Heike Vesper, Meeresbiologin, WWF-Direktorin und leidenschaftliche Taucherin, erzählt hier von der Faszination des Lebens unter Wasser, vom Kampf um den Schutz der Weltmeere vor Überfischung, Ausbeutung und Verschmutzung und der Bedeutung der Meere für das Überleben der Menschheit. Sie zeigt: Es ist noch nicht zu spät, um diesen einmaligen Lebensraum zu schützen. Welche Möglichkeiten gibt es, die Dinge anders zu machen? Und wie kann jeder und jede einzelne von uns durch sein Verhalten Teil dieses längst überfälligen Umdenkens sein?

Lesen Sie hier einen exklusiven Auszug aus Heike Vespers Buch

Cover Heike Vesper: "Wenn wir die Meere retten retten wir die Welt" © Rowohlt
Cover Heike Vesper: "Wenn wir die Meere retten retten wir die Welt" © Rowohlt

Für die meisten Menschen hat das Meer eine Bedeutung. Sei es Erholung, sei es Lebensunterhalt, sei es Angst, sei es Freiheit. Für mich persönlich ist es meine innere Heimat. Ich bin dort glücklicher als anderswo.
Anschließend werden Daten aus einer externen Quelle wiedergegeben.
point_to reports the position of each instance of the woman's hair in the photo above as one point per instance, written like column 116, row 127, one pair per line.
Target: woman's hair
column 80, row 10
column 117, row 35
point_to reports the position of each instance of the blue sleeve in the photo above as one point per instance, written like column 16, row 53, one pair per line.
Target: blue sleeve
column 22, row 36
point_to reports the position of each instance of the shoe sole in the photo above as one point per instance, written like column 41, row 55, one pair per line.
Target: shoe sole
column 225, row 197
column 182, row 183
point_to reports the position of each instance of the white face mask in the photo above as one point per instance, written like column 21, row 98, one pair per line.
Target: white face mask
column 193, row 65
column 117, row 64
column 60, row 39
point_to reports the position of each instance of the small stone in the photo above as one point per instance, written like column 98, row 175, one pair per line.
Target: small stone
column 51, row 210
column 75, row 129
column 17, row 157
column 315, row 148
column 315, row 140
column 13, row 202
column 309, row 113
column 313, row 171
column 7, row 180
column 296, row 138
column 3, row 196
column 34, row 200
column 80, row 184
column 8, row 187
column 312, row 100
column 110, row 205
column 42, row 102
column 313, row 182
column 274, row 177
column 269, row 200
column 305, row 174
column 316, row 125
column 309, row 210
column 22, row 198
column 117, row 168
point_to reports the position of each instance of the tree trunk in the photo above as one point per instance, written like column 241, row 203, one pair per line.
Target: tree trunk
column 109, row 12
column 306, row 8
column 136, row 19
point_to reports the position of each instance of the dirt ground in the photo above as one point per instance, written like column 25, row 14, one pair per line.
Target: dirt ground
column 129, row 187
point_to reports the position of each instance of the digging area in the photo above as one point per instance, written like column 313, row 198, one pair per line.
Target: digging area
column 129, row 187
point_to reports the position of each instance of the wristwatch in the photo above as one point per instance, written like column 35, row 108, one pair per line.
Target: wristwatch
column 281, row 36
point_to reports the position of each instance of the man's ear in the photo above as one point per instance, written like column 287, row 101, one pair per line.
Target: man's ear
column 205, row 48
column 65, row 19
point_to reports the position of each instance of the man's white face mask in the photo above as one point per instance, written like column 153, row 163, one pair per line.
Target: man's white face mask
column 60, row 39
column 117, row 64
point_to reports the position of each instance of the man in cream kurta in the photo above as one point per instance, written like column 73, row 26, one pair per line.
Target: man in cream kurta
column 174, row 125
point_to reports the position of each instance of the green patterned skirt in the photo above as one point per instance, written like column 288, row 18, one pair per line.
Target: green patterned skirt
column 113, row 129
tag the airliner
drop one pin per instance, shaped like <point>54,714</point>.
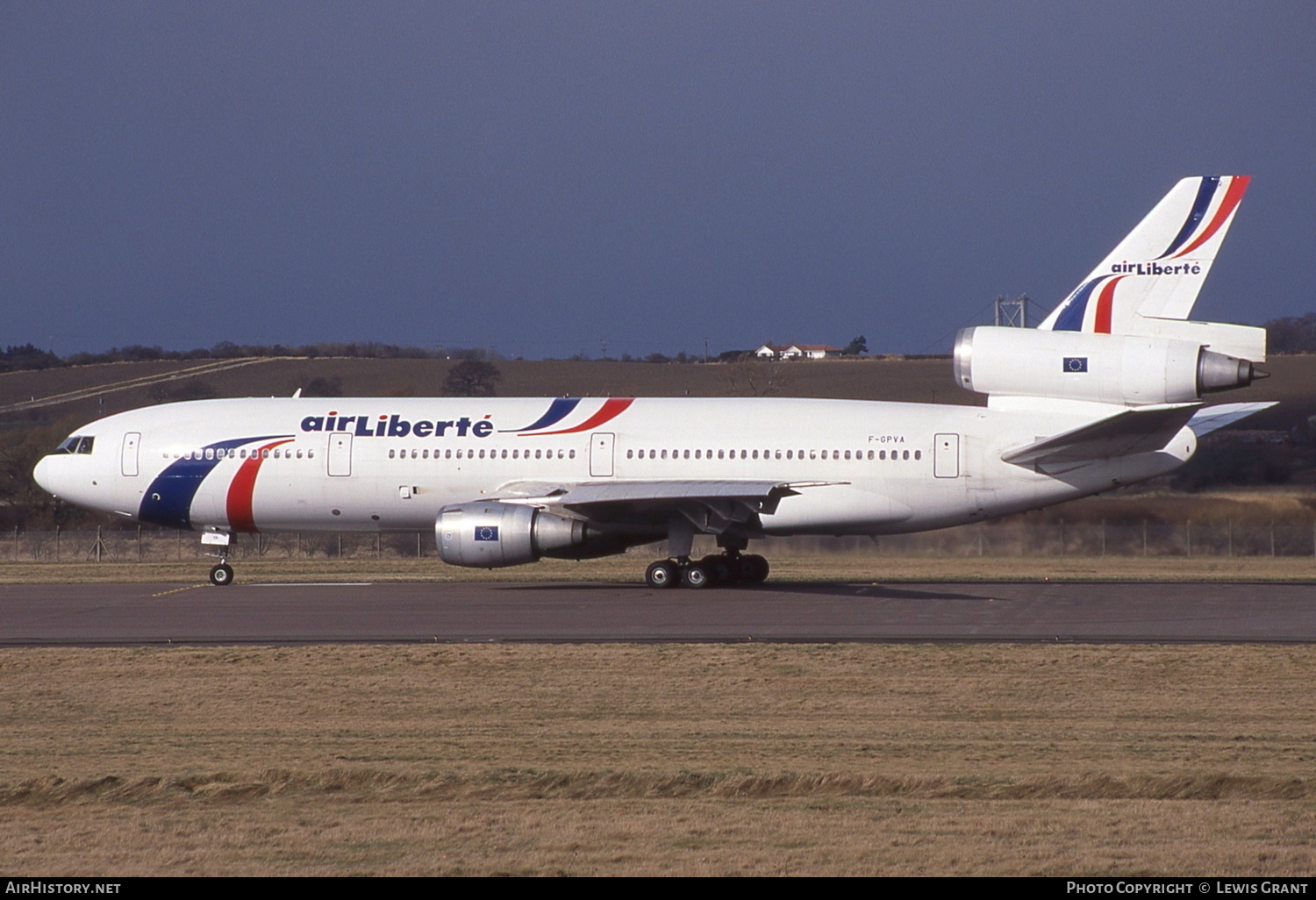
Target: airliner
<point>1107,391</point>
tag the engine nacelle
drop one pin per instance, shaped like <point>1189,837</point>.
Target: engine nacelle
<point>1123,368</point>
<point>494,534</point>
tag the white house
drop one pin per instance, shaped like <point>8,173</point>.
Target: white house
<point>797,352</point>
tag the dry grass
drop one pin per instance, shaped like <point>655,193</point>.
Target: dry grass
<point>650,760</point>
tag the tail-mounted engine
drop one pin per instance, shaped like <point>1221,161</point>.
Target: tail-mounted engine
<point>1123,368</point>
<point>494,534</point>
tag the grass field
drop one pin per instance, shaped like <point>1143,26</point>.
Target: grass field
<point>848,568</point>
<point>660,760</point>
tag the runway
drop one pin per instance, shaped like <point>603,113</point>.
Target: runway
<point>136,615</point>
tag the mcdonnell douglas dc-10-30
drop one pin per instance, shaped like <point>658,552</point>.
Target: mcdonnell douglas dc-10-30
<point>1107,391</point>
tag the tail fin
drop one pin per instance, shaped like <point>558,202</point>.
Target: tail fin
<point>1149,283</point>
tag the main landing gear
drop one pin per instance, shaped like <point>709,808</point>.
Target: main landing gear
<point>728,568</point>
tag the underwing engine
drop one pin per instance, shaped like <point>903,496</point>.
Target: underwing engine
<point>492,534</point>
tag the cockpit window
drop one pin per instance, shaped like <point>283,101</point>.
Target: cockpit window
<point>76,444</point>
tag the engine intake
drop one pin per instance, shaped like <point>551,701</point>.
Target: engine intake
<point>1123,368</point>
<point>492,534</point>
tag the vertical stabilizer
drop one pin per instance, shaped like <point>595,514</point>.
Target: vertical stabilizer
<point>1149,283</point>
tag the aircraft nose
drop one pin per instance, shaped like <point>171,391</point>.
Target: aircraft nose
<point>42,475</point>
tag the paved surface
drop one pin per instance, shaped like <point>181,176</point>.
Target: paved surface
<point>316,613</point>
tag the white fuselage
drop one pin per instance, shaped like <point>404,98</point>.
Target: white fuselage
<point>370,463</point>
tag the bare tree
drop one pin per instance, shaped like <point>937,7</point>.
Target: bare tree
<point>747,376</point>
<point>471,378</point>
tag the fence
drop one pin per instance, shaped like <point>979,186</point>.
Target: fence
<point>1008,537</point>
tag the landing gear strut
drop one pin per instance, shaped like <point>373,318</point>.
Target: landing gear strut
<point>221,575</point>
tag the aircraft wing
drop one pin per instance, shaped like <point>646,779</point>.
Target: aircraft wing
<point>711,505</point>
<point>1141,429</point>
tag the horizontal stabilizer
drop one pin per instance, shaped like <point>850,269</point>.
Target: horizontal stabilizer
<point>1142,429</point>
<point>1205,421</point>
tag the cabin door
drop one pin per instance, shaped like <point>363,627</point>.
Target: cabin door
<point>340,454</point>
<point>945,455</point>
<point>132,442</point>
<point>600,454</point>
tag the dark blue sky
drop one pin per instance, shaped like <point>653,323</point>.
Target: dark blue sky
<point>542,176</point>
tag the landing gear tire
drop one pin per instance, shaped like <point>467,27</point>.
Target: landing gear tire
<point>695,576</point>
<point>662,575</point>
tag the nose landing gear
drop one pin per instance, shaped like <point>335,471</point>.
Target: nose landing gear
<point>221,575</point>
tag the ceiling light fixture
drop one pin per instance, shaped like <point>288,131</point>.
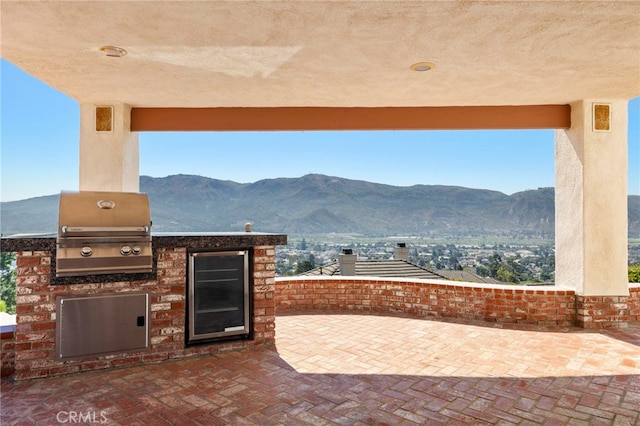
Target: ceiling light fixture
<point>113,51</point>
<point>422,66</point>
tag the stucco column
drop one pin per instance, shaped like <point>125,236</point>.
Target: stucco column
<point>109,155</point>
<point>591,200</point>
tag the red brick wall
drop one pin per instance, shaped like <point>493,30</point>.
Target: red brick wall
<point>7,353</point>
<point>634,303</point>
<point>36,305</point>
<point>503,304</point>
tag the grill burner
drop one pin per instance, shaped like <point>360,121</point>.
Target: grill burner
<point>103,233</point>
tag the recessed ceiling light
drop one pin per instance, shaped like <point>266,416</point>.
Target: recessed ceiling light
<point>422,66</point>
<point>113,51</point>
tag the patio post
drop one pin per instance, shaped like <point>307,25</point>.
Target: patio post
<point>591,210</point>
<point>109,155</point>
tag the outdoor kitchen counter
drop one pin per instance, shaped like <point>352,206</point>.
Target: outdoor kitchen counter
<point>189,240</point>
<point>47,242</point>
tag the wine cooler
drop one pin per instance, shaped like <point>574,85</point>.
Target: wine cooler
<point>218,295</point>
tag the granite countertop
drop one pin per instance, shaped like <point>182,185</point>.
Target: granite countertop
<point>190,240</point>
<point>47,242</point>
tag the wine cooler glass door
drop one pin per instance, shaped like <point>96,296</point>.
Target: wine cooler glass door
<point>218,294</point>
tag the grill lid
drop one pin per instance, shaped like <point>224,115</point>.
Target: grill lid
<point>95,213</point>
<point>103,232</point>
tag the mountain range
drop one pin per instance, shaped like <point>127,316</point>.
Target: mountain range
<point>319,204</point>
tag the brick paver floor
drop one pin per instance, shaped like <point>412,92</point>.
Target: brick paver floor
<point>361,370</point>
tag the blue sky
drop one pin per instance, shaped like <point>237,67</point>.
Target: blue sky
<point>40,137</point>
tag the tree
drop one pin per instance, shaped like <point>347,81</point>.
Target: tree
<point>8,281</point>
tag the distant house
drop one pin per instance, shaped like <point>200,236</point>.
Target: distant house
<point>398,267</point>
<point>466,276</point>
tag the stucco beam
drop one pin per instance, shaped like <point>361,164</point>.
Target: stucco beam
<point>334,118</point>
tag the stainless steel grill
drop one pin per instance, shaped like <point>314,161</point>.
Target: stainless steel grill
<point>103,233</point>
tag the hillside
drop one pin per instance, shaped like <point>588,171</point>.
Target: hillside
<point>318,204</point>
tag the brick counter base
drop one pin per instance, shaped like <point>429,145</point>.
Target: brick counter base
<point>545,306</point>
<point>34,344</point>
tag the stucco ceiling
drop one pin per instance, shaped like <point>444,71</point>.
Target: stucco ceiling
<point>328,53</point>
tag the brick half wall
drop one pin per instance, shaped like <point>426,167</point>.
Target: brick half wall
<point>546,306</point>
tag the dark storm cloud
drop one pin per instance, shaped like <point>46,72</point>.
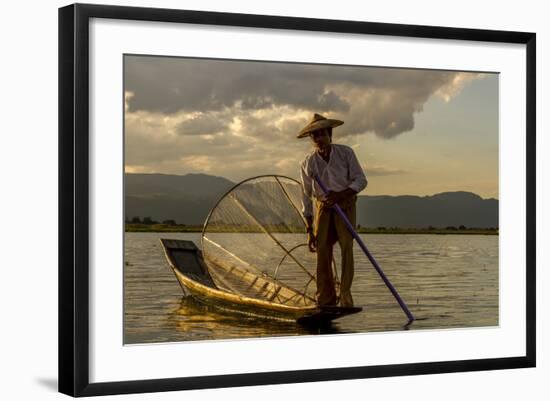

Manche Menschen ziehen ihre Kraft aus dem Wald, manche fühlen sich in den Bergen zu Hause, ich ziehe meine Energie aus dem Wasser. Wenn ich meinen Blick übers Meer schweifen lasse, er ungestört bis zum Horizont wandern kann, kommt in mir ein unbeschreibliches Hochgefühl auf. Ich atme ruhiger, bewusster, kraftvoller. Ich fühle mich befreit. 

Seit einigen Jahren wird diese unbändige Freude allerdings immer häufiger durch ein dumpfes, schweres Gefühl getrübt, weil ich weiß: Hier stimmt etwas nicht. Der Anblick der Wellen täuscht eine heile Welt vor, die unter der Wasseroberfläche nicht existiert. Die Realität stimmt nicht mit unseren positiven Assoziationen überein. Der Ort, der uns bei jedem Besuch Glück, Ruhe und Euphorie verschafft, wertvolle Momente, an die wir uns Jahre später noch erinnern, ist noch nie so bedroht gewesen wie jetzt. Der Ort, der uns unendlichen Reichtum durch seine Fische schenkt, wird von uns behandelt wie eine MüllkippeDas Meer befindet sich in einer historischen Krise. Bedroht von menschgemachter Klimaerhitzung, von Übersäuerung, Plastikmüll und Überfischung. [...] 

Wir konnten uns bisher nicht vorstellen, dass wir dem Meer jemals bleibenden Schaden zufügen könnten. Wir glaubten, das Meer sei schlicht zu groß dafür. Aber dem ist nicht so. Deswegen ist es jetzt unsere Aufgabe, das Gleichgewicht wiederherzustellen. Genau dafür kämpfe ich.

Heike Vesper

Das ist doch eine Farce!

Als ich angefangen habe beim WWF zu arbeiten, gehörte es zu meiner Aufgabe, mit dem Landwirtschaftsministerium, das auch die Fischerei regelt, über Maßnahmen für eine umweltverträgliche Fischerei zu sprechen. Als ich in eine leitende Position aufrückte, übernahmen andere Referenten diese Aufgabe. Vor drei Jahren ergab es sich, dass ich mal wieder an einem dieser Gesprächstermine beim Landwirtschaftsministerium teilnahm.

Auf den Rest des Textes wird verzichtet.